The  Saskatchewan Legislature has received Rick Hansen Foundation Accessibility Certification (RHFAC) – making it the first legislative building in Canada to be designated as such. On May 10, 2022, a  plaque was unveiled at the legislature commemorating the designation. The plaque, which is to be installed in the hallway of the Prince of Wales entrance, should serve as an example to all municipalities and building owners that older buildings and heritage buildings can, and should, be updated to provide modern access.[1]

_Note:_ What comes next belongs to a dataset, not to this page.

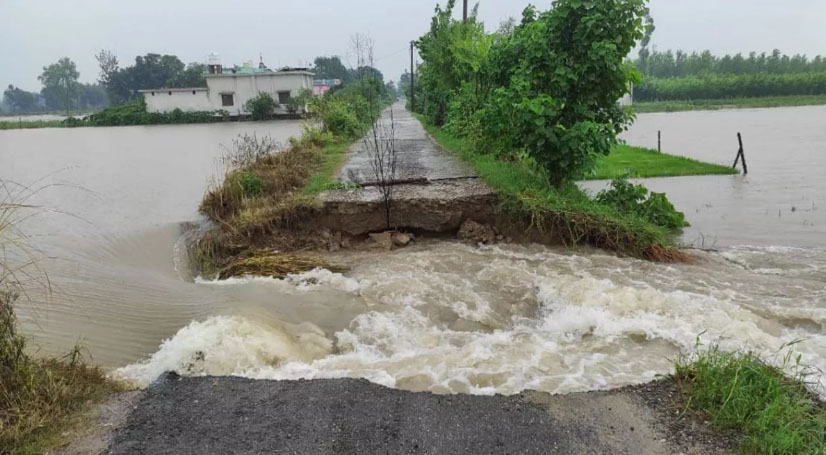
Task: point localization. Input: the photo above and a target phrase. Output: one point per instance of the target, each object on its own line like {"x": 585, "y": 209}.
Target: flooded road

The Saskatchewan Human Rights Commission commends the provincial legislature on its certification, and remains committed to working with stakeholders on projects that improve accessibility and address barriers in Saskatchewan’s built environment. In recent years, the Commission has:

  • Been involved in discussions with and the Ministry of Government Relations, Building and Technical Standard Branch, that resulted in the creation of a first-ever Barrier Free Design Guide for Saskatchewan. During these discussions, the Commission presented on the relationship between The Saskatchewan Human Rights Code, accessibility in the built environment, and the need to accommodate people with disabilities in public spaces and services.
  • Provided the Buildings and Technical Standards Branch with human rights-related feedback on the draft regulations for The Construction Code Act, which went into effect January 1, 2022.

The Commission looks forward to its continued collaborations with the Building and Technical Standards Branch, as well as with the Office of Disability Issues and other stakeholders, to help improve accessibility in this province.

There is a moral and ethical responsibility, as well as a legal requirement, to make Saskatchewan accessible. There is also a strong business case for supporting greater accessibility which includes increased employment opportunities, increased tourism-related revenues, and improved access to educational opportunities.


[1] Building owners, businesses, and public service providers need to be aware that approved building permits, and adherence to minimum building code standards, may not ensure accessibility for persons with disabilities and/or compliance with the Code.